In comparison to the method of Huynh et al, the use of an internal PCT protein standard compensates for potential variation in the enrichment of endogenous PCT as well as potential losses in subsequent washing and handling steps. A potential concern that an antibody may have higher enrichment efficiencies for endogenous or for recombinant PCT is much reduced as a polyclonal antibody will have a higher probability of capturing PCT in potentially different conformational states or protein variants (e.g., PCT isoforms, PCT partially complexed by interacting proteins). We also decided to choose a pAb approach, in contrast to most of the existing monoclonal Ab-based assays, to trace back to the original Kryptor method directly, using polyclonal capture Abs [2]. Furthermore, all tryptic peptides with suitable properties in terms of size and retention by the reversed-phase column are available for detection by LC-MS/MS. This allows for a much wider coverage of the PCT protein sequence by the generated peptides. In addition, it also ensures the availability of all the peptides among which the best ones can be chosen for the quantitative assessment, which—beyond the direct aims for a quantitative PCT method—may facilitate further uses of the method to investigate potential PCT polymorphisms, PCT processing, and/or PCT post-translational modifications.

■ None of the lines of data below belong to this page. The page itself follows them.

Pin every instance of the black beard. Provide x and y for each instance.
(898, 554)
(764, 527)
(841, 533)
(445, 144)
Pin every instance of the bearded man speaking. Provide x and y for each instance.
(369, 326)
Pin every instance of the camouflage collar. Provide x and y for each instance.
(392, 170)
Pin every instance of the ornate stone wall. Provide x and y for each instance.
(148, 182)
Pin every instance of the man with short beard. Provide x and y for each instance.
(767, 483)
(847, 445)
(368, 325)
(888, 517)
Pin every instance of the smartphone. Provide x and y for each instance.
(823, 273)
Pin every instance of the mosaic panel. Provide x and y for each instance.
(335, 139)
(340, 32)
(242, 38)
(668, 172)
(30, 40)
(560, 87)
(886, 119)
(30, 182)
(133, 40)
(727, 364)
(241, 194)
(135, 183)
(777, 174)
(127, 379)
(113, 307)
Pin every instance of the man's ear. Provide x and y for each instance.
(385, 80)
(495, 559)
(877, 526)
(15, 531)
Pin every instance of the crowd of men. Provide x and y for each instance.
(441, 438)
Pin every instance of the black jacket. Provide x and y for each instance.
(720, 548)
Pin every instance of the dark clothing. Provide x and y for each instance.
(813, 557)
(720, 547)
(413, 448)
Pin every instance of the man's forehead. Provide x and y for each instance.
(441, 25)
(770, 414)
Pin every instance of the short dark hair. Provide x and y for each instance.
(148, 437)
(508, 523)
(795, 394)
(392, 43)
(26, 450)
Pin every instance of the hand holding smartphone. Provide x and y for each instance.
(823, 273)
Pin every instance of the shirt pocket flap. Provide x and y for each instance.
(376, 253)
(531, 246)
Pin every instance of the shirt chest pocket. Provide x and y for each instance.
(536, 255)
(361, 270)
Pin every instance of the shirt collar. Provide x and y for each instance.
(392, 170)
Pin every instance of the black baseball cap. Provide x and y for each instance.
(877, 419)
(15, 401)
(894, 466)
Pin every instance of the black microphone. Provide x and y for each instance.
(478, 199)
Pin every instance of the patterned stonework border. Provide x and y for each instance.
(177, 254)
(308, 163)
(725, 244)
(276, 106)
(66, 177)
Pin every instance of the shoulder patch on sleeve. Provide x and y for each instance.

Out of eight tryptic peptides containing more than four amino acids, seven were detected at levels that were at least in the concentration range of PCT at or below 25 μg/L. Two peptides covering the N-terminal region and one peptide representing the C-terminal Katacalcin sequence of PCT were chosen for quantitative method development. After method optimization, the achieved limits of quantification for PCT were 0.5 μg/L from peptide LLLAALVQDYVQMK, 1 μg/L from peptide DMSSDLLR, and 5 μg/L for peptide SALESSPADPATLSEDEAR. Huynh et al. achieved a slightly better level at 0.25 μg/L for the SALESSPADPATLSEDEAR peptide. This was, however, achieved at lower flow rates of 80 μL/min compared to 300 μL/min in our study. Compared to current routine assays and the diagnostically relevant PCT range starting at 0.05 μg/L [2, 4], both ID-LC-MS/MS methods fall short of the required sensitivity for covering the full range of diagnostically relevant PCT concentrations. While the two methods do utilize different initial steps in enrichment (SPE vs immuno-enrichment), subsequent distinct ID-LC-MS/MS techniques were independently employed by the two groups to detect and quantify PCT. Independent use of ID-LC-MS/MS analysis also proofs methodical cross-validity and robustness for extended comparative studies with routine clinical assays. Finally, we see clear potential of our immunoaffinity method in future sensitivity improvements to 0.1–0.05 μg/L. Prospective achievement of such a sensitivity limit, achievable by reducing LC flow rates and taking advantage of further improvement in detection sensitivities in state-of-the art mass spectrometers, is necessary to better cover and facilitate the decision point of PCT routine diagnostic.